No capítulo I (Óbito do autor), Brás Cubas informa que começará pela sua morte, mas, no meio do caminho, no segundo capítulo, acaba mencionando um tio e decide mudar de rumo e descrever sua genealogia, o que acontece no capítulo III. Mais escancarado ainda é o aparte que faz no capítulo LXXI (O senão do livro), quando diz que se arrependeu de estar escrevendo suas memórias. No capítulo seguinte (O bibliômano), considera suprimir o capítulo anterior, perguntando-se o que um bibliômano, dali a setenta anos, pensará ao ler aquele despropósito. E, no capítulo LXXIII (O luncheon), reclama que “o despropósito fez-me perder outro capítulo. Que melhor não era dizer as cousas lisamente, sem todos esses solavancos!”.
Araújo Pereira tampouco está preocupado em “dizer as cousas lisamente” – e também mergulha em divagações. Na abertura do episódio Sobre medo, informa que antes de entrar no tema fará “uma longa digressão prévia”: recupera um verso de Lord Byron sobre a diferença entre comédia e tragédia, compartilha uma fofoca sobre o casamento do poeta inglês, debocha do caso que ele teve com a meia-irmã e, por fim, resolve falar sobre as origens da Guerra de Troia. Dali salta para o mito de Perseu, porque… bem, porque no fundo Araújo Pereira queria mesmo era falar do escudo de Perseu. Por que deu toda essa volta? Porque ele quis.
As digressões de Araújo Pereira podem ser vistas como uma forma de debochar do público, mas nem ele nem Brás Cubas param por aí. No capítulo IV(A ideia fixa), o narrador de Machado de Assis acusa o leitor de frivolidade, pois “prefere a anedota à reflexão, como os outros leitores, seus confrades”. Antes de descrever seu famoso delírio (no capítulo VII), arranja tempo para fazer, novamente, pouco caso de nós, que o lemos: “Se o leitor não é dado à contemplação destes fenômenos mentais, pode saltar o capítulo; vá direto à narração.” Araújo Pereira não deixa por menos. Ele anuncia que o episódio Sobre xixi e cocó (na grafia de Portugal) era há muito aguardado pelo ouvinte, sem dúvida pouco refinado. E ainda lembra que somos “excrementos adiados, digamos assim, estamos pacientemente à espera de ser excrementos. E aqui fica uma ideia bem, bem bonita”.
Não somos apenas nós, leitores e ouvintes, que recebemos esse descaso: os dois narradores tratam a alta cultura com o mesmo desdém. Brás Cubas se formou na Universidade de Coimbra, embora confesse que estudou mediocremente: “Tinha eu conquistado em Coimbra uma grande nomeada de folião; era um acadêmico estroina, superficial, tumultuário e petulante, dado às aventuras, fazendo romantismo prático e liberalismo teórico” (cap. XX). Mesmo com essa revelação, não tem pudor de citar autores, obras e máximas clássicas o tempo todo, sempre em tom de autoridade, quando não de superioridade. Faz questão de nos lembrar, por exemplo, que “Moisés, que também contou a sua morte, não a pôs no introito, mas no cabo: diferença radical entre este livro e o Pentateuco” (cap.

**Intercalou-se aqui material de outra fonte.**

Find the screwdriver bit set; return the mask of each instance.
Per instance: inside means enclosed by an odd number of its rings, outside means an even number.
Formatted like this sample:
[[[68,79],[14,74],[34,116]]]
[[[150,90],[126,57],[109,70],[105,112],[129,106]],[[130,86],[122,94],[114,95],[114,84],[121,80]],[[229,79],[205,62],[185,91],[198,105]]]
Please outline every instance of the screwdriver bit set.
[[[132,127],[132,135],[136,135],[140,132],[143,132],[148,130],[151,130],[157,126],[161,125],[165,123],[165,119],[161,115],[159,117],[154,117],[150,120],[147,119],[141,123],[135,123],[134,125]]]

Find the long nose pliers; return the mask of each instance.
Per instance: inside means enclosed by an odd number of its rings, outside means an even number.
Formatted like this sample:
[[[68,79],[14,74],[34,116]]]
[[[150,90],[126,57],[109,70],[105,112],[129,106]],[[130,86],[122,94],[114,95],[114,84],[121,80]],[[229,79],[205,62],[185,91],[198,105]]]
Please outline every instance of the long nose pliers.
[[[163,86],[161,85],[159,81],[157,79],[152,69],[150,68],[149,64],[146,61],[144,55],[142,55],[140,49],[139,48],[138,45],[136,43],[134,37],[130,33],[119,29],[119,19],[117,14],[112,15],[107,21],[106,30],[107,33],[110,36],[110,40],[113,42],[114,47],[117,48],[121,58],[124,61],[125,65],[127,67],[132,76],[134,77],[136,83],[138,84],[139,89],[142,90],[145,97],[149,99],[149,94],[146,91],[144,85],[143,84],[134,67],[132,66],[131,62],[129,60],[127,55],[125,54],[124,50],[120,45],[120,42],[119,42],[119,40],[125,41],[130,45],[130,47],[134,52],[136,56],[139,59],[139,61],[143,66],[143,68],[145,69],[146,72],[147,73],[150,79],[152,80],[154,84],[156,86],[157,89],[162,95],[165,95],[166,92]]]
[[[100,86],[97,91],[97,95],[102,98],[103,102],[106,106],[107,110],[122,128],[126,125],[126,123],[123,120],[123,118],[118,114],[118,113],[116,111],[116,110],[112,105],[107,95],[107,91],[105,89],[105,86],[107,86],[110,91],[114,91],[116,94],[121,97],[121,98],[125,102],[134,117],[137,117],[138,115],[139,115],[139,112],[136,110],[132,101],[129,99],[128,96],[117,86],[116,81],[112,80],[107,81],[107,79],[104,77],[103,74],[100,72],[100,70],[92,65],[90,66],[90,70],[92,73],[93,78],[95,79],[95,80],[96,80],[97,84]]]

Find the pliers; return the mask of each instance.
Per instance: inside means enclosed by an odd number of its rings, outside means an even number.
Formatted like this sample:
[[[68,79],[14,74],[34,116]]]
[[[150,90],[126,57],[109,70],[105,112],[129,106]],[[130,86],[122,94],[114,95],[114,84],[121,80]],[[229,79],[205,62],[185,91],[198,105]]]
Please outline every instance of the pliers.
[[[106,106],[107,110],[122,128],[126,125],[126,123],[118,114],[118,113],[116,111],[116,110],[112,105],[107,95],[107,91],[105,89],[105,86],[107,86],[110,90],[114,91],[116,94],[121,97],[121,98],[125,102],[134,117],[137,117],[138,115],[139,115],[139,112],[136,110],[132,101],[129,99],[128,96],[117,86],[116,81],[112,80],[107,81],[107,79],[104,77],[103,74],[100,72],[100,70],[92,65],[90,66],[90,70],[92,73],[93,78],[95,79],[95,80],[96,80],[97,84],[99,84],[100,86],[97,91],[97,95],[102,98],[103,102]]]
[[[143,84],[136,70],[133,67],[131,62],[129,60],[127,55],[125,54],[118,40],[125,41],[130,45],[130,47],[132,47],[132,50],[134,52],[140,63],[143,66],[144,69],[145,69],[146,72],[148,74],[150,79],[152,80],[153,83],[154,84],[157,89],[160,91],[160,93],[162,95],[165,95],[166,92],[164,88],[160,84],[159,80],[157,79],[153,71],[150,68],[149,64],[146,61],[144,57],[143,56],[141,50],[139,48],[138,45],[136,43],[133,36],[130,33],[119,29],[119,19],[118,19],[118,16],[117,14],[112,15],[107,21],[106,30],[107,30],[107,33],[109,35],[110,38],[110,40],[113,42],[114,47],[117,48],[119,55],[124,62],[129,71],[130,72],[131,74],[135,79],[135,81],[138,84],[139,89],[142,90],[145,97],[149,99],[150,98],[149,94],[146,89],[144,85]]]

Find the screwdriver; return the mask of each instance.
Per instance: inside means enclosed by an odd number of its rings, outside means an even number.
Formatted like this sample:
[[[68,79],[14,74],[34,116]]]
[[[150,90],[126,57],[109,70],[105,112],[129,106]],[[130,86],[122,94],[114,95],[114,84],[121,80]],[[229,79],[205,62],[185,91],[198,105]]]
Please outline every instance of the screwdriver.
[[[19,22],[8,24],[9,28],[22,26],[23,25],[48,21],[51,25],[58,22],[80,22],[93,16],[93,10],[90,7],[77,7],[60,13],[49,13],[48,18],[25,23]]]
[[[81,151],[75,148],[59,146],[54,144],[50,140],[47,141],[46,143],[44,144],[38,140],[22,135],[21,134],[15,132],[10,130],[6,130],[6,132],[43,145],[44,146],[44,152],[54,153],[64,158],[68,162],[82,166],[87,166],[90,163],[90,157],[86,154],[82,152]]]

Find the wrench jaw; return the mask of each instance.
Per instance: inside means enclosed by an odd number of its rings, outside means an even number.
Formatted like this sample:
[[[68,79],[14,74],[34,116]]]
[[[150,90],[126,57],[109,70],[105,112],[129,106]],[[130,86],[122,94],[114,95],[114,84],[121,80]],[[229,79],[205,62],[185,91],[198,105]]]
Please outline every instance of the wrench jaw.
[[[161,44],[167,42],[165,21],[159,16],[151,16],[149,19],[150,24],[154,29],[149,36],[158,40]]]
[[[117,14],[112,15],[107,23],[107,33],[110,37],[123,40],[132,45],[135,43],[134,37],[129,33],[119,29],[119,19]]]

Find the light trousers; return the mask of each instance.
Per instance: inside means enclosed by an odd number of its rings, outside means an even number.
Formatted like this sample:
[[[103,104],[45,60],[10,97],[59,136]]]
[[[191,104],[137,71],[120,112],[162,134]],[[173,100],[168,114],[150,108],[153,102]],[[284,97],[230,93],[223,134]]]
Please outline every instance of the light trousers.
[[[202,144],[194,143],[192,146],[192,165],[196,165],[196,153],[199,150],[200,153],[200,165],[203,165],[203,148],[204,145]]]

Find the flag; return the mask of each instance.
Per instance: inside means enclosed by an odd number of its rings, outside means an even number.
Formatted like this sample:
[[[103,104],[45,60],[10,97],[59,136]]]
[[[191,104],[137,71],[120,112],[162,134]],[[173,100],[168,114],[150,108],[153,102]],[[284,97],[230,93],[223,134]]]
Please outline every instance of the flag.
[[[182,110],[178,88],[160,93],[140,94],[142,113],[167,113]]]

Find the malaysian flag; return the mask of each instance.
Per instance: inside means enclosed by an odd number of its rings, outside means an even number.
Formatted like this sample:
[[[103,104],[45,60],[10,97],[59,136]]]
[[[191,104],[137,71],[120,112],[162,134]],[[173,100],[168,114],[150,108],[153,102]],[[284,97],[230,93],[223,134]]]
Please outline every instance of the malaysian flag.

I). Como notou o crítico Roberto Schwarz, “o que dizer da comparação entre as Memórias e o Pentateuco, sutilmente vantajosa para as primeiras, gabadas pela originalidade?”.[1]
Araújo Pereira ainda não se comparou a Moisés ou Salomão, provavelmente por falta de oportunidade. Mas não se inibiu ao rebaixar a causa da Guerra de Troia a uma intriga mesquinha armada por celebridades vaidosas (o que não deixa de ser o caso). No podcast, mitos, personalidades históricas, filósofos e poetas são democraticamente colocados no mesmo barco e tratados todos do mesmo jeito: sem solenidade alguma.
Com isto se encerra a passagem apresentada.